Ketamine went from being a drug that was stolen from animal clinics and used recreationally, to a date rape drug, to a fast acting (if still off-label) treatment for depression and suicidal ideation. Unlike more traditional antidepressants, such as Prozac, which can take weeks to start working, ketamine can take effect in hours. It’s administered either nasally or by infusion.
Until now, no one was really sure why it worked so rapidly, but a new study from Stanford University suggests that ketamine’s effectiveness relies on the same brain receptors that opioid painkillers activate. In fact, opioids had been used for depression treatment in the past, until we began to understand how addictive they can be. For the study, 12 volunteers with treatment-resistant depression were given either ketamine, naltrexone – an opioid that can block and reverse the effects of opioids – or a saline solution. Many of the volunteers who received saline reported a quick improvement in their depression symptoms, while those who had gotten naltrexone showed no improvement. People who took ketamine at the same time as the naltrexone experienced depressive symptoms at the same level as the ones who had the saline placebo, which researchers say is evidence that it’s not the high that recreational users get from ketamine that’s causing the improvement in mood.

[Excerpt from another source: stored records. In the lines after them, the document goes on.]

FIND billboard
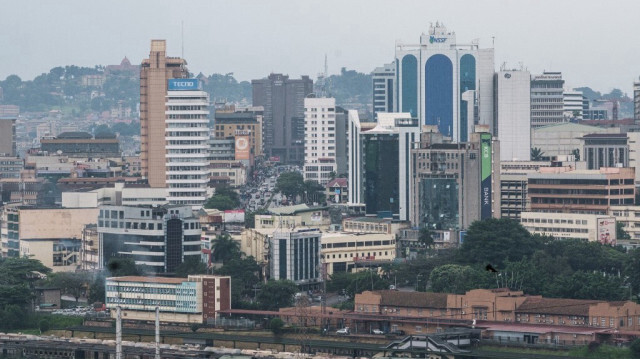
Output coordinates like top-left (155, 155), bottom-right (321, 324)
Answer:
top-left (224, 209), bottom-right (244, 223)
top-left (480, 133), bottom-right (492, 220)
top-left (235, 136), bottom-right (251, 160)
top-left (167, 79), bottom-right (202, 91)
top-left (596, 217), bottom-right (617, 246)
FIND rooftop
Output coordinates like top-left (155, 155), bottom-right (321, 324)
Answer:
top-left (107, 275), bottom-right (187, 284)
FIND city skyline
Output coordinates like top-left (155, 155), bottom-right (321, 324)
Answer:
top-left (0, 1), bottom-right (640, 94)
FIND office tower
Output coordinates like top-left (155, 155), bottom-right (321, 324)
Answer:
top-left (494, 69), bottom-right (531, 161)
top-left (94, 205), bottom-right (202, 273)
top-left (165, 79), bottom-right (209, 209)
top-left (531, 71), bottom-right (565, 129)
top-left (395, 23), bottom-right (494, 142)
top-left (140, 40), bottom-right (189, 187)
top-left (633, 77), bottom-right (640, 121)
top-left (411, 129), bottom-right (500, 232)
top-left (304, 97), bottom-right (338, 186)
top-left (371, 62), bottom-right (397, 118)
top-left (0, 117), bottom-right (17, 157)
top-left (562, 90), bottom-right (584, 121)
top-left (251, 74), bottom-right (313, 164)
top-left (348, 110), bottom-right (420, 220)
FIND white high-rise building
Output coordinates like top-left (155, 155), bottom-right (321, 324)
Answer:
top-left (304, 97), bottom-right (337, 186)
top-left (494, 69), bottom-right (531, 161)
top-left (371, 62), bottom-right (396, 118)
top-left (395, 23), bottom-right (495, 142)
top-left (165, 79), bottom-right (209, 209)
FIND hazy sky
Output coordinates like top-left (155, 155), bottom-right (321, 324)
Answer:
top-left (0, 0), bottom-right (640, 93)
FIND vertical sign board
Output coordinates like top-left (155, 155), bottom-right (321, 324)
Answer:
top-left (235, 136), bottom-right (250, 161)
top-left (480, 133), bottom-right (492, 220)
top-left (596, 217), bottom-right (617, 246)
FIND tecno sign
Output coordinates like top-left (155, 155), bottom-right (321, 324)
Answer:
top-left (429, 36), bottom-right (447, 44)
top-left (168, 79), bottom-right (200, 91)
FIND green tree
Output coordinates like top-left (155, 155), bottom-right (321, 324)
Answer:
top-left (175, 257), bottom-right (207, 278)
top-left (458, 218), bottom-right (543, 268)
top-left (616, 222), bottom-right (631, 240)
top-left (429, 264), bottom-right (495, 294)
top-left (275, 172), bottom-right (304, 199)
top-left (258, 280), bottom-right (298, 310)
top-left (38, 319), bottom-right (51, 334)
top-left (204, 186), bottom-right (240, 211)
top-left (531, 147), bottom-right (544, 161)
top-left (211, 233), bottom-right (241, 264)
top-left (269, 318), bottom-right (284, 335)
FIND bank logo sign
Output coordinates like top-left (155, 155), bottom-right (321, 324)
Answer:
top-left (168, 79), bottom-right (202, 91)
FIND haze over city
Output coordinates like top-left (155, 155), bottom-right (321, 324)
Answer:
top-left (0, 1), bottom-right (640, 93)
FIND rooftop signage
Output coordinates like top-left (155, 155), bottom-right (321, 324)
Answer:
top-left (168, 79), bottom-right (202, 91)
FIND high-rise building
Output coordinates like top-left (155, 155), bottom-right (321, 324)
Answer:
top-left (562, 90), bottom-right (584, 121)
top-left (371, 62), bottom-right (397, 118)
top-left (493, 69), bottom-right (531, 161)
top-left (348, 110), bottom-right (421, 221)
top-left (165, 79), bottom-right (209, 209)
top-left (304, 97), bottom-right (338, 185)
top-left (395, 23), bottom-right (494, 142)
top-left (140, 40), bottom-right (189, 187)
top-left (251, 74), bottom-right (313, 164)
top-left (411, 126), bottom-right (500, 235)
top-left (531, 71), bottom-right (565, 128)
top-left (633, 77), bottom-right (640, 120)
top-left (98, 205), bottom-right (202, 273)
top-left (0, 117), bottom-right (17, 157)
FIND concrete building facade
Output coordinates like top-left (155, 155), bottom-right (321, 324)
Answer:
top-left (140, 40), bottom-right (189, 188)
top-left (97, 205), bottom-right (202, 273)
top-left (303, 97), bottom-right (338, 186)
top-left (531, 71), bottom-right (568, 129)
top-left (164, 79), bottom-right (209, 210)
top-left (251, 73), bottom-right (313, 164)
top-left (493, 69), bottom-right (531, 161)
top-left (371, 61), bottom-right (398, 118)
top-left (528, 167), bottom-right (635, 214)
top-left (105, 275), bottom-right (231, 324)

The effect of ketamine on opioid receptors isn’t as strong as with fentanyl or oxycodone, but it’s still enough that experts are worried about the possibility for dependence and addiction. Still, the study was preliminary, and much more research would need to be done to determine the exact effects. It was also quite small, with only the 12 volunteers involved. Those who are skeptical of the study say that it doesn’t necessarily prove that ketamine is working through the opioid system, but it could just be that the drug requires those brain receptors to be operational.
If ketamine is ever to be approved by the FDA for use by people with depression, it would have to be prescribed carefully. Much the same as how doctors look patient’s risk factors before prescribing opioids, they’d want to make sure there’s no personal or family history of addiction or a presence of any other factors that would make it too dangerous.